When most of us think of banks we probably picture the standard high street banks, such as Wells Fargo, Bank of America, HSBC, and NatWest. We see their branch infrastructure and know that they offer a range of accounts to personal and small business customers. However, these retail bank models are just one of a variety of flavors of banks and awareness of this has risen as financial commentators have attempted to make sense of the mess that has come to be known as the credit crunch crisis.

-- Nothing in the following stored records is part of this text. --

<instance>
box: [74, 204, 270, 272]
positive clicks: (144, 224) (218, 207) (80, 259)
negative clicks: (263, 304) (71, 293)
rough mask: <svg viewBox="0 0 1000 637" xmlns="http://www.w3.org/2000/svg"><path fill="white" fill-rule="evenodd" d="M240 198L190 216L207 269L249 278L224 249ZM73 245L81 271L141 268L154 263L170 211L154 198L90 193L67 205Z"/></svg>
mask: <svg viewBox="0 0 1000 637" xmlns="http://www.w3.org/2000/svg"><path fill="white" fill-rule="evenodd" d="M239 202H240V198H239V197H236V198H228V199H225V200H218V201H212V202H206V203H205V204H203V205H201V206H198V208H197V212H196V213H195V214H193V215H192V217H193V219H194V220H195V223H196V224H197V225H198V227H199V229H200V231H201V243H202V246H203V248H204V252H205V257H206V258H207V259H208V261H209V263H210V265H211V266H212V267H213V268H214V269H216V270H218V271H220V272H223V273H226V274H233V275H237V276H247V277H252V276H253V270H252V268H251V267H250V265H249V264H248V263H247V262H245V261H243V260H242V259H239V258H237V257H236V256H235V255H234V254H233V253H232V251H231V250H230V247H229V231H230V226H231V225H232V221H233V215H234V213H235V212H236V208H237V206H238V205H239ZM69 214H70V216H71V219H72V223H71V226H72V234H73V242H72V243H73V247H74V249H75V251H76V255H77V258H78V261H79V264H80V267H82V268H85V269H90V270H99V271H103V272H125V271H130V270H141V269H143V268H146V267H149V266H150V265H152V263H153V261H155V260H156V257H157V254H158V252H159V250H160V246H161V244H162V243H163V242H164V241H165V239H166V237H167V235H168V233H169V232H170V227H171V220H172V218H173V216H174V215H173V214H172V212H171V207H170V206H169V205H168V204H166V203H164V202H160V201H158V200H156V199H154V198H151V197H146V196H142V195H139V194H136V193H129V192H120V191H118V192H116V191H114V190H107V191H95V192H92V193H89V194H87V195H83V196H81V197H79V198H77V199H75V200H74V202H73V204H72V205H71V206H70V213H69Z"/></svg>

Let’s run through the different types of banking institutions. In doing so, though, please bear in mind that often the really big banking groups are comprised of a combination of these types of institutions!
1. High street banks
The familiar face of banking, high street banks offer a range of accounts and services primarily to Personal and Small Business segment customers. Their bread and butter has traditionally been to sell products via their extensive branch networks, although many have now converted to a multi channel business model and use the Internet, Mobile, and Telephony channels to attract and retain customers. Amongst the products that they offer are checking/current accounts, deposit savings accounts, loans, credit cards, and mortgages.
2. Remote channel banks (e.g. Egg, Intelligent Finance)
Characterized by the lack of a branch network, these banks are often labeled as Internet banks. However, they tend to offer customers the ability to transact either via the Internet or telephone. They are often owned by large High street bank groups. For example, Intelligent Finance is owned by the Lloyds TSB Group.
3. Supermarket banks
A number of supermarkets, such as Tesco and Sainsburys, have launched financial service arms in recent years. These banks tend to be set up in partnership, however, with established high street banks.
4. Offshore banks
Offshore banks tend to promote their services to high net worth customers. Customers can take advantage of lower tax regimes to get a better return than they would with a bank that is domiciled in their domestic jurisdiction.
5. Building Societies
Building societies are not banks in the strictest sense of the word, but they offer similar services. Many of the original building societies, such as Halifax, have actually become banks in recent years. Nationwide is an example of a company that has retained its building society status. Building societies are mutual companies which means that, unlike banks, they don’t need to pay dividends to shareholders.
6. Investment banks
Investment banks get involved in the issuing and selling of securities, as well as providing advisory services relating to acquisitions and mergers. They don’t offer products to the public. They have come under immense scrutiny in recent times, due to the role they have played in the collapse of many banks’ balance sheets.
7. Bancassurance companies:
It used to be the case that you went to a bank if you wanted a checking account,and you went to an insurance company if you wanted home insurance. However, the boundaries between banks and insurance companies have blurred over the last couple of decades and many banks now offer regulated insurance products alongside their standard bank accounts.